There is no reading comp problem on my part.  YOU might be susceptable to abuse from marketing and advertising because of math issues however...  

The only problem here,  is as you just pointed out,  there is no REAL NEED for this feature because it will not work for folks in highly urban settings or if they live in 60% of the geography of  America.   IDEALLY you COULD get about 20  solar miles a day.  IN REALITY, expect more like 15.   Not in the big city,  and in the burbs,  7 miles out and 7 miles back is not "average trip lengths. So my question to you is  Star  -----

How much more are you willing to PAY for this "feature???????


----------



## flacaltenn (Jan 12, 2014)

Hey Star..   Im not really trying to destroy any new brilliant ideas.. Truly im not.  Probably a Ford Cmax Hybrid is my next car...  BUT

Just found a better description of this solar version concept car..  I thought the lenses they were talking about were BUILT IN to the panels (ala Solyndra)   But in this article, theyy expllain the lenses are in a separate PARKING STRUCTURE    !!! !  !  

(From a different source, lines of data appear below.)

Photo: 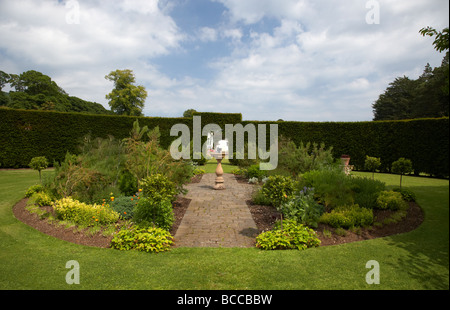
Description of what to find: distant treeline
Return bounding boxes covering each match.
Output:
[0,70,114,114]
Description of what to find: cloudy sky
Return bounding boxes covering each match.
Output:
[0,0,449,121]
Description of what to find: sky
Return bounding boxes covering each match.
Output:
[0,0,449,122]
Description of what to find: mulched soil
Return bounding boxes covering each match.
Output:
[13,175,424,248]
[247,200,424,246]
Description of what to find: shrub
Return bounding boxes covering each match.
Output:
[256,220,320,250]
[111,227,173,253]
[252,188,272,206]
[377,191,408,211]
[133,198,174,230]
[278,138,334,175]
[350,177,386,209]
[320,205,373,228]
[282,188,324,227]
[52,197,119,226]
[192,168,206,175]
[119,170,138,196]
[140,174,177,201]
[299,168,354,209]
[30,192,52,207]
[25,184,44,198]
[364,155,381,179]
[29,156,48,182]
[109,196,140,220]
[245,165,265,180]
[392,157,413,188]
[393,187,416,201]
[262,175,294,208]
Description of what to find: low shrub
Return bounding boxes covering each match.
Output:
[52,197,119,226]
[319,205,373,229]
[109,195,140,220]
[256,220,320,250]
[119,170,138,196]
[140,174,177,201]
[111,227,173,253]
[252,188,272,206]
[30,192,52,207]
[299,168,354,209]
[262,175,294,208]
[245,165,265,180]
[133,198,175,230]
[25,184,44,198]
[193,167,206,175]
[350,177,386,209]
[282,187,324,227]
[393,187,416,201]
[377,191,408,211]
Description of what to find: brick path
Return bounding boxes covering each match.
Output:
[175,173,258,247]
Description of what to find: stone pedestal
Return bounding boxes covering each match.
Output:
[214,153,225,190]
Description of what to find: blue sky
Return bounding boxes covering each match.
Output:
[0,0,449,121]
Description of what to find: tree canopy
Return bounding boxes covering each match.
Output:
[372,27,449,120]
[105,69,147,116]
[0,70,110,114]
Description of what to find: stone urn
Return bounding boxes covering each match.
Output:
[211,152,226,190]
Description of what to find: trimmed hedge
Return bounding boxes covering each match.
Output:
[0,108,449,176]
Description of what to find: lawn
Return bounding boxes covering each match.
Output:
[0,168,449,294]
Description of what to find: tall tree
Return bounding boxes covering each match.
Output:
[105,69,147,116]
[372,76,417,121]
[372,27,449,120]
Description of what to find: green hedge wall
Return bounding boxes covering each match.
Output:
[0,109,449,176]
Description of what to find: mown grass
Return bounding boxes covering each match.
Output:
[0,168,449,290]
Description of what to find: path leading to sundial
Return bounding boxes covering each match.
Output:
[175,173,258,247]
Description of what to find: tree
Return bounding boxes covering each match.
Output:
[419,26,449,53]
[372,27,449,120]
[105,69,147,116]
[372,76,417,121]
[364,155,381,180]
[0,70,10,91]
[29,156,48,183]
[183,109,197,117]
[392,157,412,188]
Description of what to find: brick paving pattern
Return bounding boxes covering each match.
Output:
[175,173,258,247]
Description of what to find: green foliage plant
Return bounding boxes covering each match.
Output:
[364,155,381,180]
[377,191,408,211]
[245,165,265,180]
[392,157,413,188]
[109,195,140,220]
[282,187,324,228]
[320,205,373,229]
[133,198,175,230]
[25,184,44,198]
[140,173,177,201]
[262,175,295,228]
[29,156,48,182]
[392,187,417,201]
[118,170,138,196]
[278,137,334,176]
[52,197,119,227]
[30,192,52,207]
[252,188,272,206]
[111,227,174,253]
[256,220,320,250]
[105,69,147,116]
[350,177,386,209]
[299,167,354,209]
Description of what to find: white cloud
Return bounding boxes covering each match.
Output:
[0,0,448,121]
[199,27,217,42]
[0,0,184,103]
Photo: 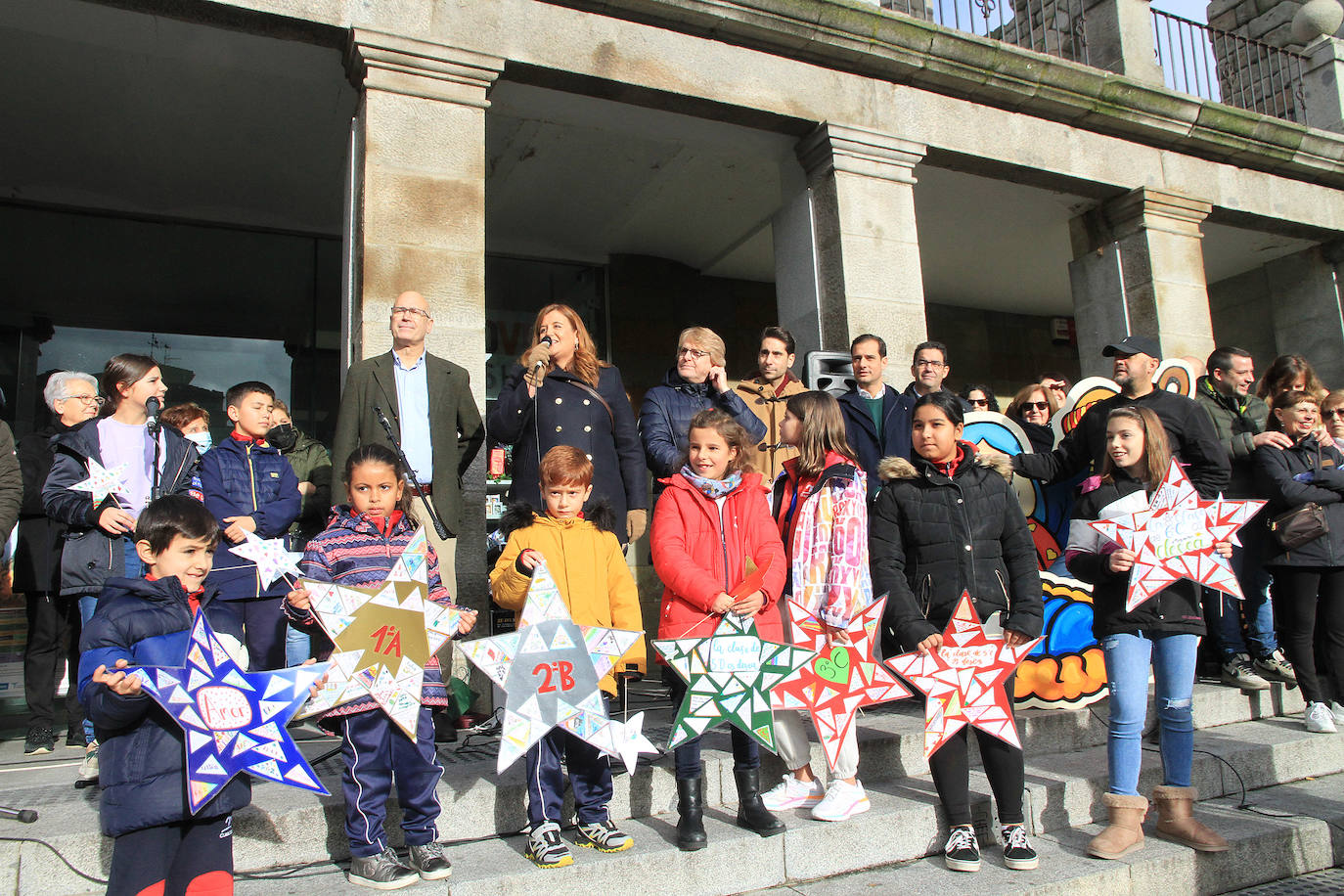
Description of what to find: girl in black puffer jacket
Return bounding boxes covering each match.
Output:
[869,392,1042,871]
[1254,391,1344,732]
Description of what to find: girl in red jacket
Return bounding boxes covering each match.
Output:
[651,410,786,850]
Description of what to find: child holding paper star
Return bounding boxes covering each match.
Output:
[651,408,787,850]
[201,381,302,672]
[281,445,475,889]
[491,445,646,868]
[1064,407,1232,859]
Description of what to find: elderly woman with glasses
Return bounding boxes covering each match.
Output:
[1007,382,1059,454]
[14,371,102,753]
[640,327,766,492]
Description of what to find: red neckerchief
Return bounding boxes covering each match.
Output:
[145,575,205,619]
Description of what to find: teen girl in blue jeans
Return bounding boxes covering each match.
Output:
[1064,407,1232,859]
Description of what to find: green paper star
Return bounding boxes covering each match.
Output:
[653,612,817,752]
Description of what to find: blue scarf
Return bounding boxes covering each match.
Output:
[682,467,741,501]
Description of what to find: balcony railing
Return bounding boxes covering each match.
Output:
[881,0,1088,65]
[1153,10,1308,125]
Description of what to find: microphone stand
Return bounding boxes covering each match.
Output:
[374,404,449,540]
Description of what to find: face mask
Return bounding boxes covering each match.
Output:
[266,424,298,451]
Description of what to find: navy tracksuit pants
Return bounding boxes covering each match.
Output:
[525,694,611,828]
[341,706,443,857]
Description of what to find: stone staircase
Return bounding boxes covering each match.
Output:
[0,684,1344,896]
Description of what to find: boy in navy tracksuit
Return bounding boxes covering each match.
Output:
[79,496,251,896]
[201,381,302,672]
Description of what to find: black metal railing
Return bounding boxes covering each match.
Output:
[881,0,1088,65]
[1153,10,1308,125]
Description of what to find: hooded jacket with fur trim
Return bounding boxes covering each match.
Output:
[869,442,1043,650]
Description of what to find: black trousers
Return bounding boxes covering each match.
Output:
[1270,567,1344,702]
[928,679,1027,827]
[22,593,83,731]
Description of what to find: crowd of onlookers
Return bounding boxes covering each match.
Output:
[0,292,1344,885]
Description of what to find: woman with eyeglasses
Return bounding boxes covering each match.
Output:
[961,382,999,414]
[1007,382,1059,454]
[640,327,766,493]
[12,371,102,753]
[485,305,650,546]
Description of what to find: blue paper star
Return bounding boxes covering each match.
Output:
[136,612,331,814]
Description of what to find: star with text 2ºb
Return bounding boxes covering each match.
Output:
[459,560,657,771]
[653,611,817,752]
[1088,458,1266,612]
[299,529,463,740]
[133,612,328,814]
[887,591,1040,759]
[772,598,910,769]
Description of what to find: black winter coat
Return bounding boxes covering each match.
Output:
[869,443,1043,652]
[1251,435,1344,567]
[1064,470,1204,641]
[42,418,201,595]
[14,421,69,594]
[485,364,650,544]
[79,576,251,837]
[837,385,914,503]
[640,367,766,483]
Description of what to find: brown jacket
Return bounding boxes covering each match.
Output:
[737,374,808,485]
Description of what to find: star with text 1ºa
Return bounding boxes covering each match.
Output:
[459,560,657,771]
[1088,458,1265,612]
[299,529,463,740]
[229,532,304,589]
[133,612,328,814]
[772,598,910,769]
[653,611,817,752]
[887,591,1040,759]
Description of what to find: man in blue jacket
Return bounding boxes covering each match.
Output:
[840,334,914,503]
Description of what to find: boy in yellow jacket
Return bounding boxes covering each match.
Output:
[491,445,646,868]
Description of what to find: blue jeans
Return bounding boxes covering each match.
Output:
[1218,529,1278,662]
[1100,633,1199,796]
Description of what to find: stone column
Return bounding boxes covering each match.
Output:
[346,28,504,619]
[1068,187,1214,377]
[797,122,927,388]
[1261,242,1344,388]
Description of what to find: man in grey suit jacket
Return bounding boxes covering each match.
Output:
[332,292,485,597]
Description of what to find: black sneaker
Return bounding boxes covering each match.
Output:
[22,726,57,756]
[1003,825,1040,871]
[942,825,980,871]
[406,842,453,880]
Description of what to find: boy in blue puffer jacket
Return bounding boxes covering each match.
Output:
[201,381,304,672]
[79,496,251,896]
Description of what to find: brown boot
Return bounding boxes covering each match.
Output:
[1088,794,1147,859]
[1153,784,1227,853]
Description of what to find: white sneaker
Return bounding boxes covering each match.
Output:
[761,775,827,811]
[812,778,873,821]
[1302,702,1334,735]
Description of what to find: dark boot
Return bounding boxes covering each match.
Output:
[733,769,784,837]
[676,773,709,852]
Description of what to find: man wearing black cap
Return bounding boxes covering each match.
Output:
[1012,336,1232,498]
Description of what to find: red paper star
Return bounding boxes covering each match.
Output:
[1088,458,1265,612]
[887,591,1040,759]
[770,598,912,769]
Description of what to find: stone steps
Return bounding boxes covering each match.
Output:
[10,685,1344,893]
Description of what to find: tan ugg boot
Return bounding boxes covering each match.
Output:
[1088,794,1147,859]
[1153,784,1227,853]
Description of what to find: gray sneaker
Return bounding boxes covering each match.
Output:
[1223,652,1273,691]
[1254,650,1297,685]
[409,843,453,880]
[345,849,420,889]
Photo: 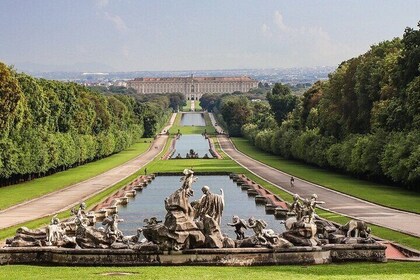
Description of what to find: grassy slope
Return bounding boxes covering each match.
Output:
[232,138,420,214]
[169,113,216,134]
[0,262,420,280]
[0,114,420,280]
[182,100,191,112]
[0,139,151,209]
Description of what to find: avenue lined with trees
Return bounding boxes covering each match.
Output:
[200,23,420,191]
[0,63,175,185]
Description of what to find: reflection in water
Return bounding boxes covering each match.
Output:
[118,176,284,239]
[172,134,213,158]
[181,113,206,126]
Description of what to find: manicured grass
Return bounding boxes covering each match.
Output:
[232,138,420,214]
[0,141,152,209]
[182,100,191,112]
[0,262,420,280]
[194,100,203,111]
[169,113,216,134]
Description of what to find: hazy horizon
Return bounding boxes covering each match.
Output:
[0,0,420,72]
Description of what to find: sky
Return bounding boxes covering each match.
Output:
[0,0,420,72]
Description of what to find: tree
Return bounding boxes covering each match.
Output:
[267,83,298,124]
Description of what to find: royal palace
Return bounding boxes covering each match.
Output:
[127,75,258,100]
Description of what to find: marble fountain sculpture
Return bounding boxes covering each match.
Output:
[0,169,386,265]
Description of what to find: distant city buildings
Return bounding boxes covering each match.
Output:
[127,75,258,100]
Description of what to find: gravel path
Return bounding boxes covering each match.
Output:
[0,114,176,229]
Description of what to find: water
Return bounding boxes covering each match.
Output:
[118,176,284,239]
[181,113,206,126]
[172,134,213,158]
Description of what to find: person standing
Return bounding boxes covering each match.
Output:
[290,176,295,187]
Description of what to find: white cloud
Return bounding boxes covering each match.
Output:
[261,23,273,37]
[261,11,351,65]
[104,12,128,32]
[274,11,289,31]
[95,0,109,8]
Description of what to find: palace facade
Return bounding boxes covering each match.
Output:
[127,75,258,100]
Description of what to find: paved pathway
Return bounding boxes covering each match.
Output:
[0,114,176,229]
[218,135,420,237]
[209,113,420,237]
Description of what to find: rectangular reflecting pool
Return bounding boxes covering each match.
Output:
[171,134,213,158]
[181,113,206,126]
[118,175,284,239]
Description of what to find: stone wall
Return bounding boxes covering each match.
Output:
[0,244,386,266]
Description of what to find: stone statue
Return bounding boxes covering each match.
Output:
[227,216,248,240]
[339,220,371,238]
[247,217,268,245]
[102,214,124,239]
[196,186,225,226]
[302,194,325,223]
[283,194,324,246]
[46,215,66,246]
[289,194,303,221]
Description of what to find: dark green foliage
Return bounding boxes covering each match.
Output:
[214,23,420,190]
[220,95,251,136]
[267,83,298,124]
[0,63,170,185]
[200,93,219,112]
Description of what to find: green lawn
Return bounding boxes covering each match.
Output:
[0,138,152,210]
[194,100,203,111]
[232,138,420,214]
[182,100,191,112]
[0,262,420,280]
[0,116,420,274]
[169,113,216,134]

> http://mobile.extremetech.com/#/ele...-hybrid-car-can-charge-up-without-plugging-in
> 
> A Fresnel lens is a type of compact lens originally developed for use in lighthouses that acts as a magnifying glass. If you&#8217;re picturing a canopy of breakable glass ready to rain down on your car, think again. Frensel lenses are usually made from plastics like acrylic, so they are light and durable while also being cheap to make. When parked under the Fresnel lens canopy, the C-Max Solar Energi will track the sun and roll slowly backward or forward to keep the most intense area of solar energy concentrated on the panels.
> 
> Ford says that using this system the car can gain the equivalent of a four-hour plug-in charge (about 8 kilowatts) over the course of the day.*



I only looked it up because the charging rate didnt make sense for the panel size.

so im Really Sorry for being a buzz kill.  But this just went from interesting to "No Thanks".....


----------



## whitehall (Jan 29, 2014)

If the junk worked we would all be buzzing around in them. Nuff said.


----------



## Stephanie (Jan 29, 2014)

Sallow said:


> Wow.
> 
> Ain't that something.
> 
> ...



wow, you love you some government

Ford didn't need any money from YOUR DADDY government to come with this idea...they aren't like Gm.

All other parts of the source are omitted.